[eluser]CodeOfficer[/eluser]
Hey gang,
I searched the forums for an hour and was unable to find any discussion on this topic. I hope someone can point me in the right direction. 2 questions actually ... second one is tiny
Question #1
I'm looking for some ideas on how I'd let a user log into my site and resume a session he might have started
on another machine earlier that day, week, year, etc ...
Prior knowledge:
My sessions are set to be stored in the DB
Sessions get autoloaded for the entire site in my autoload.php file
Example:
Joe visits my website from his Dell while at work. (no worries, its work safe!) He doesn't know it yet, but my site knows how to store his session data in a database ( sess_match_ip & sess_match_useragent == false). He successfully logs into his account and a cookie is stored on his machine with only his session_id. He surfs for a bit and accumulates some data. (maybe hes shopping and filling a cart for later, or maybe hes filling out a long long form of information and wants to save its progress and come back to it.) Five o'clock ..... Joe goes home.
*not sure exactly which data I'd want in the session table at this point outside of the normal session_id, ip_address, user_agent, last_activity, session_data [user_id] but I'll continue ...*
About 8:00, Joe fires up his MacBook and visits my site. ...
... Now at this point, because sessions are autoloading, he has a generic session_id in the db and a matching cookie. what I am uncertain about is how to get Joe back to his session he had a few hours ago on another machine.
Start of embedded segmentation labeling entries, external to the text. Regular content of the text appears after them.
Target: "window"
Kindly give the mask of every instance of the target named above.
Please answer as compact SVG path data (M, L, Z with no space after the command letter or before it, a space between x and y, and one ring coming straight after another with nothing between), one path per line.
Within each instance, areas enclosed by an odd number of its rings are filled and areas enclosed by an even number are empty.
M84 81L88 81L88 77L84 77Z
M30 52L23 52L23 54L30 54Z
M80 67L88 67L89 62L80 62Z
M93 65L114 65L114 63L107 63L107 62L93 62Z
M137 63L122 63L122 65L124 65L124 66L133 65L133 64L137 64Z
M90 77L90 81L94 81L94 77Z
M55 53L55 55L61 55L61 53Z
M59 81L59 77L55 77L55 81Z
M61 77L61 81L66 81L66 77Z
I'm tripping over the logic involved in testing his imminent login against the session table ...
specifically, in the situation that his prior session data might have important data in it.
Question #2
I assume its bad practice to store too much data directly into the sessions table. But a thought arrises, is it possible to query that data on the content of its session_data in any way? And unrelated to that question, when do old session records get cleaned out? I know cookies expire based on an expiration date, but what about older db records?
Thanks for your time, hope was clear on my confusion ... wait, is that even possible?